На гранитном подбородке Джеймса дрогнул мускул.

– Ты кончила?

Мелоди взглянула на него и подумала, неужели потребуется тридцать лет, чтобы забыть, как легко было бы прожить жизнь, любя его. Злость обратилась в отчаяние.

– О, да, – сказала Мелоди покорно. – Я кончила. До свиданья, Джеймс.

Он смотрел вслед, пока красные огоньки задних фар ее машины не исчезли за поворотом старого мола, и все время убеждал себя, что у него в душе преобладает чувство облегчения. С самого начала она служила раздражителем, и, хотя порой требовались чрезвычайные шаги, ему удалось по крайней мере отделаться от нее. В этом он не сомневался ни на миг. В том, как она попрощалась, с предельной ясностью прозвучало, что все закончилось навсегда. Да и потом – она села за руль и уехала, ни разу не оглянувшись назад.

Если бы он не был так чертовски зол, он бы посмеялся при мысли о том, что только что произошло. Место действия: одна из глухих улочек в бедной части города. Двухместный спортивный автомобиль за семьдесят тысяч долларов стоит у обветшавшей хижины преклонного возраста, за которую не дали бы и десятой части этой суммы, хотя цены на недвижимость раздуты. Действующие лица: она – дама, закутанная в радужно-зеленоватое пальто с золотистым начесом, на ногах импортные итальянские сапоги на меху, женщина надушена лучшими духами, которые может предложить Париж; он – талия обвязана кухонным полотенцем, призванным предохранить джинсы, которые куплены на местной дешевой распродаже, когда он понял, занимаясь делами отца, что ему не отделаться обязательными визитами в больницу и беготней по поводу страховки.

Представление, конечно, было смехотворным с начала до конца. Но в конце концов почему бы и не посмеяться.

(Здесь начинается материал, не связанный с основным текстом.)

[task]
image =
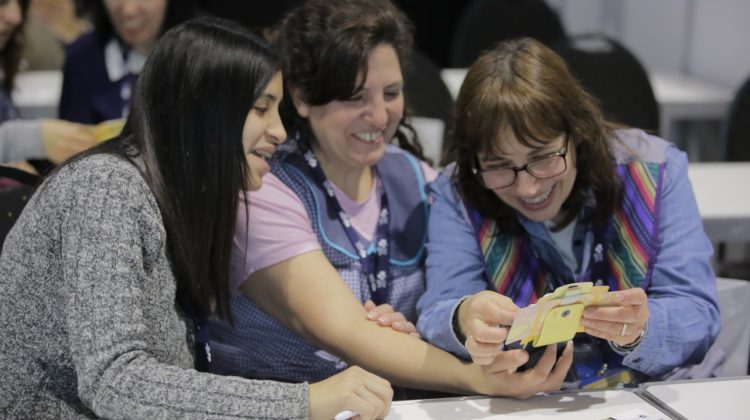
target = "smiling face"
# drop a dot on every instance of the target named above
(539, 200)
(263, 131)
(137, 22)
(352, 133)
(10, 18)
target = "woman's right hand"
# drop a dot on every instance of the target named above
(355, 390)
(484, 319)
(501, 378)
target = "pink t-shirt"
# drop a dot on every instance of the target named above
(277, 226)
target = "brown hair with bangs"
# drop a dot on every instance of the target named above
(524, 88)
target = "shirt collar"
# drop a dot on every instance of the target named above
(119, 62)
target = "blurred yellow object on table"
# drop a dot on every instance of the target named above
(105, 130)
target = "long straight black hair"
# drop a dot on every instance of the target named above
(325, 45)
(186, 120)
(11, 54)
(178, 11)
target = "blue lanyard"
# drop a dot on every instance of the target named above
(376, 268)
(200, 335)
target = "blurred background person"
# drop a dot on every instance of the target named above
(101, 66)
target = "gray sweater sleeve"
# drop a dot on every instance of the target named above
(20, 140)
(127, 340)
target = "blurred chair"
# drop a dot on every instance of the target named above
(736, 128)
(430, 101)
(614, 76)
(485, 22)
(16, 187)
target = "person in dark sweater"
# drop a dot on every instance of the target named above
(124, 251)
(22, 139)
(102, 66)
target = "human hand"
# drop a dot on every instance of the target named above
(547, 376)
(355, 390)
(483, 319)
(620, 324)
(21, 165)
(386, 316)
(62, 139)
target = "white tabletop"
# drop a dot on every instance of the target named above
(683, 97)
(37, 93)
(680, 97)
(699, 400)
(724, 205)
(618, 404)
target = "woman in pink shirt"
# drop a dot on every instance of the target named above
(336, 237)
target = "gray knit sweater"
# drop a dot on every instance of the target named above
(88, 323)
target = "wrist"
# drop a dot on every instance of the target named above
(632, 345)
(456, 323)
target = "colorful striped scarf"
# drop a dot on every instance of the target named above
(515, 270)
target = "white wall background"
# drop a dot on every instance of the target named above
(704, 38)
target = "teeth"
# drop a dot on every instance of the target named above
(131, 24)
(369, 136)
(262, 154)
(539, 198)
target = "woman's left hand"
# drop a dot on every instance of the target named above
(386, 316)
(620, 324)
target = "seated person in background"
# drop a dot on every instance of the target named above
(102, 66)
(25, 139)
(544, 192)
(131, 243)
(337, 233)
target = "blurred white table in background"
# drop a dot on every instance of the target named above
(704, 399)
(723, 201)
(37, 93)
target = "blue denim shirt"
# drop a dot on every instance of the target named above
(684, 315)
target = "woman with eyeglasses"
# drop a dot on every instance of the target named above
(544, 192)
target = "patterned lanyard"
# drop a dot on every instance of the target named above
(375, 267)
(200, 335)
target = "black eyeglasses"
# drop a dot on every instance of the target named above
(545, 167)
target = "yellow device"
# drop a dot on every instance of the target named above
(556, 317)
(105, 130)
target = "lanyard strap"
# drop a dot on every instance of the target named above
(376, 268)
(200, 335)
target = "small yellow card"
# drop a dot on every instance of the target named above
(556, 317)
(105, 130)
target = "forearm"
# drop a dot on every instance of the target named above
(403, 359)
(679, 331)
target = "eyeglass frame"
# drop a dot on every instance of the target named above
(516, 169)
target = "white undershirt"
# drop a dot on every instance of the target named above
(563, 240)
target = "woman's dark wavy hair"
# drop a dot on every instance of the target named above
(523, 87)
(178, 11)
(13, 50)
(189, 108)
(325, 45)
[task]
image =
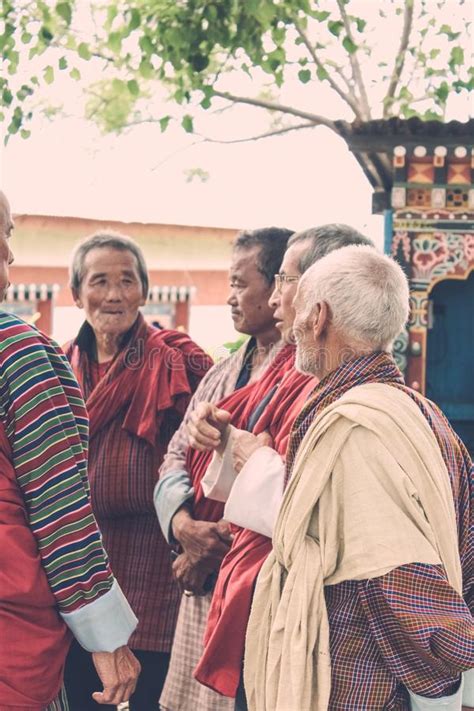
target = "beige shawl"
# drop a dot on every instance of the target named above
(369, 492)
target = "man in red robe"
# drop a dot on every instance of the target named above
(221, 664)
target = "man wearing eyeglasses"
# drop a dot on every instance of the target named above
(248, 505)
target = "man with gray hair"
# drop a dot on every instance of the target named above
(220, 666)
(366, 599)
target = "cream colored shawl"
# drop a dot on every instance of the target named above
(369, 492)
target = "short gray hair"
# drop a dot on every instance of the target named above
(325, 239)
(100, 240)
(367, 294)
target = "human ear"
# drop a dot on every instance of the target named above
(321, 319)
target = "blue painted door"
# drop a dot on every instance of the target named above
(450, 357)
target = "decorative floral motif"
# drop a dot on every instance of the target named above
(401, 238)
(429, 250)
(439, 254)
(400, 346)
(418, 310)
(469, 248)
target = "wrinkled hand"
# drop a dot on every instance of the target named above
(207, 427)
(244, 444)
(118, 672)
(205, 543)
(189, 577)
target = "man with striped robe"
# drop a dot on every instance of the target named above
(54, 573)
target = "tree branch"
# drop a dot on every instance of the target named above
(356, 71)
(349, 97)
(400, 59)
(268, 134)
(282, 108)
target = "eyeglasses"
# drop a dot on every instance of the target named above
(281, 279)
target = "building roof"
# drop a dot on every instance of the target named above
(372, 143)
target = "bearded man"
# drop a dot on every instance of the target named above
(366, 600)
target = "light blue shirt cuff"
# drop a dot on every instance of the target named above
(444, 703)
(468, 693)
(105, 624)
(170, 494)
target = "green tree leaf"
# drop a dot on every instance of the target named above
(349, 45)
(321, 73)
(84, 51)
(49, 74)
(64, 10)
(164, 122)
(335, 27)
(133, 87)
(187, 123)
(304, 75)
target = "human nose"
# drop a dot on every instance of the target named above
(274, 299)
(114, 292)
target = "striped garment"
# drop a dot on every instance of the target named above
(44, 416)
(408, 628)
(60, 703)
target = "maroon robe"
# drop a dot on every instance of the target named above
(221, 663)
(134, 410)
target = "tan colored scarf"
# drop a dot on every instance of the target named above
(369, 492)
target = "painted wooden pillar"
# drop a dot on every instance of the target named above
(181, 315)
(433, 235)
(45, 320)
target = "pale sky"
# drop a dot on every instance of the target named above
(297, 180)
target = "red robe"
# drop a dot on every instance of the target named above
(134, 410)
(221, 664)
(31, 664)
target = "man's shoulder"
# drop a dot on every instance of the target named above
(14, 331)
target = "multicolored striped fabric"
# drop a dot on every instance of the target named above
(60, 703)
(45, 419)
(408, 629)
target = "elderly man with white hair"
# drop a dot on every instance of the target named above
(366, 599)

С первой минуты все его контакты с Мелоди Верс были просто нелепы, и теперь совершенный абсурд – стоять на морозе и размышлять, а нет ли крупицы правды в том, что она наговорила.

В разладе со всем этим проклятым миром Джеймс направился назад в дом. Он сморщился, когда заскрипели петли – сначала калитки, затем, более резко, входной двери.

– Если твое настроение хоть на одну десятую такое же плохое, как внешний вид, – изрек Сет, глядя из-под нахмуренных бровей, – то мне тебя жаль.

Ну, это, наверное, та последняя капля, которая может переполнить чашу терпения: жалость Сета в дополнение к презрению, выраженному Мелоди.

– Я голоден, – выпалил Джеймс. – Давай поедим.

Гамбургеры имели вкус опилок, пиво выдохлось и было как вода, но Сет, кажется, наслаждался вовсю.

Джеймс прочистил горло.

– А что, э-э, у тебя было на ужин на Рождество, Сет?

– Да я и не помню. Ничего особенного, – сообщил Сет, вылизывая последние крошки.

Гамбургер, как кусок свинца, давил в желудке у Джеймса.

– А как бы ты посмотрел, если бы, – спросил о, – я свозил тебя куда-нибудь, где можно прилично поесть, пока я здесь?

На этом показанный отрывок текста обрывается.